21.10.2018 | Stand 02.12.2020, 15:25 Uhr
Arnulf Rating liest Zeitung und sammelt Schlagzeilen - auch aus dem Donaukurier. −Foto: H. Budke

Schönesberg (hbu) Da hat der Grüne Dorfkreis Ehekirchen wieder einmal bewiesen, dass sich der Verein mit Kabarett auskennt - zumal diese Einladung in zweierlei Hinsicht schon ein kleines Wagnis war: Der Berliner Polit-Kabarettist Arnulf Rating ist zum einen eben Nicht-Bayer, zum anderen hochpolitisch.

Trotzdem und gerade darum begeisterte Rating mit seinem Programm "Tornadao" in Schönesberg sein Publikum total.
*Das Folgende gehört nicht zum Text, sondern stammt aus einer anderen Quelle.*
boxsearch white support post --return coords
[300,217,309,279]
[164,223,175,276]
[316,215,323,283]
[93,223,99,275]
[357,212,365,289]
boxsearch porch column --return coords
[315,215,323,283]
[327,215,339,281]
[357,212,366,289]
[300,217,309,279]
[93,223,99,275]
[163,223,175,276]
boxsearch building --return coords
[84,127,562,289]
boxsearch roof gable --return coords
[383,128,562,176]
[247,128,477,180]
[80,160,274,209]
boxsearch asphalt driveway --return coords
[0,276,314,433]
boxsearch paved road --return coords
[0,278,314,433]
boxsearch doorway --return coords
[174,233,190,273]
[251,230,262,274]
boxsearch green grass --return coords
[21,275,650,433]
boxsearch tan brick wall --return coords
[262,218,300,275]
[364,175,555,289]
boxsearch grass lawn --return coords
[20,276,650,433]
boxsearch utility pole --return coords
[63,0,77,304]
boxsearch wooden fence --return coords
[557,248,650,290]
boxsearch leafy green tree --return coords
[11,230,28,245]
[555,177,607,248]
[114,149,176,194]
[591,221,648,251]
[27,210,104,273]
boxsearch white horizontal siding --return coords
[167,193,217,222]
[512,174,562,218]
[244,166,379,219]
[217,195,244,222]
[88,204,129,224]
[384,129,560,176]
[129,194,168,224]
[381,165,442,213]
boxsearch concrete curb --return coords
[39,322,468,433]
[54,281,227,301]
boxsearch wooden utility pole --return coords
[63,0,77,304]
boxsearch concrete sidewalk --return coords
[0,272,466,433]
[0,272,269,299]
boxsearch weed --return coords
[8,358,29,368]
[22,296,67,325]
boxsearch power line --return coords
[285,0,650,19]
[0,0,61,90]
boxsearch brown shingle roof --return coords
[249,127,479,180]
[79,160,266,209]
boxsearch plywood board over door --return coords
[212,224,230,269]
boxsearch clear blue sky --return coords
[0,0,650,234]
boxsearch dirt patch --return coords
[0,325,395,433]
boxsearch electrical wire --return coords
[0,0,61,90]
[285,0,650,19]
Nicht ganz ausverkauft war der kleine Saal beim Gasthaus Daferner mit etwa 120 Karten, aber "das schaffen wir fast nie", stellte Paul Utz vom Grünen Dorfkreis Ehekirchen fest und fügte hinzu "Den Rating kennt hier fast niemand, der kommt ja nicht aus Bayern. " Das störte das Publikum aber offensichtlich nicht, denn von der ersten Minute an hat Arnulf Rating die Leute im Griff. Er ist ein Vollprofi mit jahrzehntelanger Bühnenerfahrung und so überzeugend, dass mancher sich bei der Eingangsszene fragt, ob der bedauernswerte Kabarettist wirklich den ganzen Tag keine Zeit zum Essen hatte und nun deshalb auf der Bühne ein halbes Hähnchen verspeist. Scheinbar ausgehungert, schlingt er den Gockel herunter und ist währenddessen mitten in seinen ersten Themen: "Ich mag die eigentlich gar nicht, diese Massentierhaltung" stellt er fest und fragt ins Publikum: "Sind sie militante Tierschützer? " Rating beruhigt: "Das ist ja gar kein Fleisch, das sind nur Wachstumshormone und Antibiotika. " Außerdem sei er ja selbst Vegetarier, fügt er kauend hinzu.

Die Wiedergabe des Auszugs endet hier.